Nun ja, es ist sicherlich so, dass Wissenschaft und Technik mehr öffentliche Investitionen anziehen. Das National Endowment for the Humanities verfügt im Hinblick auf die öffentliche Finanzierung universitärer Forschung nicht gerade über ein Begleitbudget zur National Science Foundation oder den National Institutes of Health oder dem Energieministerium oder dem Verteidigungsministerium. Die Gelder, die in Wissenschaft und Technik fließen, übertreffen die Mittel, die in die Sozial- und Geisteswissenschaften fließen.

Ein weiterer Grund liegt meines Erachtens darin, dass diese Investition tatsächlich viel wirtschaftliche Entwicklung hervorbringt und fördert. Der Grund für öffentliche Investitionen in die Wissenschaft hängt maßgeblich mit der starken Annahme zusammen, dass sie sich im Hinblick auf die letztendliche Wirkung durch Erfindungen, neue Technologien und neue Unternehmen auszahlen. Ich halte die Integration zwischen Wissenschaft und Technik sowie anderen Untersuchungsmethoden für wirklich wichtig. Wenn Sie sich neu vorstellen möchten, wie Menschen miteinander interagieren, ist es wichtig, ihren kulturellen Kontext und ihre sozialen Strukturen zu verstehen. Es ist wichtig zu verstehen, wie Institutionen funktionieren, sei es in der Universität selbst, oder wie Märkte funktionieren oder wie Menschen in sozialen Kontexten interagieren – all diese Dinge sind unerlässlich, wenn man auch nur das bescheidene Ziel haben möchte, Technologie auf eine Art und Weise einzusetzen maximiert seinen Nutzen und minimiert unvorhergesehene Probleme.

5. Was habe ich Sie nicht gefragt, damit die Menschen etwas über Interdisziplinarität wissen?

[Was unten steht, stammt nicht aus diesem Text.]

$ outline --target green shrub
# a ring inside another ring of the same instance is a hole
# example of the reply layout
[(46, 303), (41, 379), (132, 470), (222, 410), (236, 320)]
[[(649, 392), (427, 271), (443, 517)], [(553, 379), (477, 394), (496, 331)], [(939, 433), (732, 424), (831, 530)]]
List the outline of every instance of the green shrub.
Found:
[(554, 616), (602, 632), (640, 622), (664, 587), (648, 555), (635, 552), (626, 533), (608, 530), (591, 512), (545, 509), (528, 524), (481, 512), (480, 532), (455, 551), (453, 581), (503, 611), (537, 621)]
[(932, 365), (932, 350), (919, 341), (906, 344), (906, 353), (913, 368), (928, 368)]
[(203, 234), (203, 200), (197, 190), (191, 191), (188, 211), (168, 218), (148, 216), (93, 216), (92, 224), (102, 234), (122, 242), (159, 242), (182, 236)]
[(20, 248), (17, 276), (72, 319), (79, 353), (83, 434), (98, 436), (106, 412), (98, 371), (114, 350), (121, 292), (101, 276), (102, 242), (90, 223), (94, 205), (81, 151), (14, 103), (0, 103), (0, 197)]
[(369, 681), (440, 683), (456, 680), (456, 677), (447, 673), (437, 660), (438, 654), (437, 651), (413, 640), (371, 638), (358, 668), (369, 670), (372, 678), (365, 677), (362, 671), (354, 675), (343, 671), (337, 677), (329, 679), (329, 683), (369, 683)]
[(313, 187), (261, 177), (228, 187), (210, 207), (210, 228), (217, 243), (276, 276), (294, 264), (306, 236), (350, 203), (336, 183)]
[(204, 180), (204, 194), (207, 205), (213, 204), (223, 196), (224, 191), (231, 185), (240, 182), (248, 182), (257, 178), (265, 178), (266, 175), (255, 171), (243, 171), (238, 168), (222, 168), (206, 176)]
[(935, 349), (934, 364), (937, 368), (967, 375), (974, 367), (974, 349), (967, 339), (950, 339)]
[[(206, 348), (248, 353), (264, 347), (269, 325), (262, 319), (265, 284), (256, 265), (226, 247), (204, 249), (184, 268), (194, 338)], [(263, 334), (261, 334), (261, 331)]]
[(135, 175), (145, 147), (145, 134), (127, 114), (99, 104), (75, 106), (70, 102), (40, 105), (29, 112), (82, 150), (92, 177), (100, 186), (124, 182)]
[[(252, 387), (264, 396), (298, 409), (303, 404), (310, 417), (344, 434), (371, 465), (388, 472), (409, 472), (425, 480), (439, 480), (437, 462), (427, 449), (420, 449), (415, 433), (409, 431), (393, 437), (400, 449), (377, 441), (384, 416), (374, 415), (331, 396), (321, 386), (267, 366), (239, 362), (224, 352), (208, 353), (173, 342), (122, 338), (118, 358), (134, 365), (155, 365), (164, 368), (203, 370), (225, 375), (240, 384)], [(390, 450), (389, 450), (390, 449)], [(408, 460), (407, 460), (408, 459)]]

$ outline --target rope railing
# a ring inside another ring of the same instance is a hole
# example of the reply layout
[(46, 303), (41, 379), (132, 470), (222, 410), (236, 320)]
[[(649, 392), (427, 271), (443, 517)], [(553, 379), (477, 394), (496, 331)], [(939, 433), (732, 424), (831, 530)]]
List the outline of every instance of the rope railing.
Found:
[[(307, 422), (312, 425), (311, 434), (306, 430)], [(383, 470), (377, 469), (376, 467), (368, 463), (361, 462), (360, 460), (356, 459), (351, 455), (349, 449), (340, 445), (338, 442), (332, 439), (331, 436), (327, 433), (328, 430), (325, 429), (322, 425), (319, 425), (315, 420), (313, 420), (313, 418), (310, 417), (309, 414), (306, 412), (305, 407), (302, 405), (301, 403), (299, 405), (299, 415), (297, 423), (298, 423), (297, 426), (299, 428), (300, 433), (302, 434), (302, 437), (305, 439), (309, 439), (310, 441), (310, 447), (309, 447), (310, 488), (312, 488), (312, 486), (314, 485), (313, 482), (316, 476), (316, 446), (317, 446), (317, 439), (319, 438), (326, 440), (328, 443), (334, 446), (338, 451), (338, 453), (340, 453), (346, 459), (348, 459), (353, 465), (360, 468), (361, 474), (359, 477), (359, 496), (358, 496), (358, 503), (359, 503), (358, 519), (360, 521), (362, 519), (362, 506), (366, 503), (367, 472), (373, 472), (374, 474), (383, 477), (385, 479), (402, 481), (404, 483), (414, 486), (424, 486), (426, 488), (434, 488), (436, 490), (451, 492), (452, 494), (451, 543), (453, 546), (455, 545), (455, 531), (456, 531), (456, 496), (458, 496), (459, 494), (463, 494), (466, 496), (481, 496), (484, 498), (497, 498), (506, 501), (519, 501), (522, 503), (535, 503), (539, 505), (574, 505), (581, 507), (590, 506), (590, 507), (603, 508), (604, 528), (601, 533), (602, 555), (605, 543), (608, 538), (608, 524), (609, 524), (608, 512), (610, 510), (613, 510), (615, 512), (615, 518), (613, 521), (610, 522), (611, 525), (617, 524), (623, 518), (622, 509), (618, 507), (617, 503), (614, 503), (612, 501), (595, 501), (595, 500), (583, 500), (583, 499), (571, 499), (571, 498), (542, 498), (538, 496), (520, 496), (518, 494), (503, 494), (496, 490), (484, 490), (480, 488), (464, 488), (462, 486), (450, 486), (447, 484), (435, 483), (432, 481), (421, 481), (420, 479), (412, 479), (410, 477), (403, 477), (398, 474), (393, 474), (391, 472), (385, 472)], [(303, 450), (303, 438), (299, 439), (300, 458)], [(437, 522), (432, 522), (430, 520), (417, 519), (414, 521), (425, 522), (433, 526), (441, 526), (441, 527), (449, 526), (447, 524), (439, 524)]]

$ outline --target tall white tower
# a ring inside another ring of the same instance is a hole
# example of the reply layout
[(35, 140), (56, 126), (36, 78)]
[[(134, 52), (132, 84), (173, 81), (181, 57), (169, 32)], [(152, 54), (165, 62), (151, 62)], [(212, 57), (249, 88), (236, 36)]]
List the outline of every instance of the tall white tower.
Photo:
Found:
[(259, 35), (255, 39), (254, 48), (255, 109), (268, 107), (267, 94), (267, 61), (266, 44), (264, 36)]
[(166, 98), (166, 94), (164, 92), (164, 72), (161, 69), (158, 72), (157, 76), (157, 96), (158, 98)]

Viele Diskussionen drehen sich um den Begriff eines Ökosystems, was meiner Meinung nach eine sehr hilfreiche Metapher ist. Für mich umfasst das breitere Hochschulsystem nicht nur wirklich starke Universitäten und zugangsorientierte Universitäten oder Colleges, sondern auch Community Colleges, die im amerikanischen System eine absolut wesentliche Rolle spielen. Ein starkes Ökosystem erfordert keine Monokultur. Wir müssen nicht genau die gleichen Institutionen schaffen; Die Vielfalt ist eine Stärke des amerikanischen Ansatzes. Und innerhalb einer Universität ist es nicht notwendig, dass jedes College oder jede Schule über die gleiche Mischung ihrer Leistungen verfügt. Es liegt eine enorme Stärke darin, eine Mischung aus disziplinären und interdisziplinären Einheiten zu haben.

Aus der Perspektive dessen, was wir den Studierenden anbieten, liegt meines Erachtens eine enorme Stärke darin, qualitativ hochwertigen didaktischen Unterricht anzubieten, aber auch viel „Learning by Doing“. Ich denke, wir könnten früher viel mehr lernen, indem wir es tun, weil es die Motivation und das Verständnis dafür fördert, warum der didaktische Unterricht wirklich wichtig ist. Dies gilt insbesondere dann, wenn wir unsere Absolventen auf einen guten Start vorbereiten wollen – nicht nur im engeren Sinne der Berufsfindung, sondern auch als Gemeindemitglieder und Bürger. Wenn Sie möchten, dass Menschen über Unterschiede hinweg zusammenarbeiten können – was derzeit für unsere polarisierte Gesellschaft eine große Herausforderung darstellt –, gibt es keinen besseren Weg, Empathie und Verständnis zu fördern, als über einen längeren Zeitraum mit Menschen zusammenzuarbeiten nicht wie du bei einem Projekt, das dir am Herzen liegt.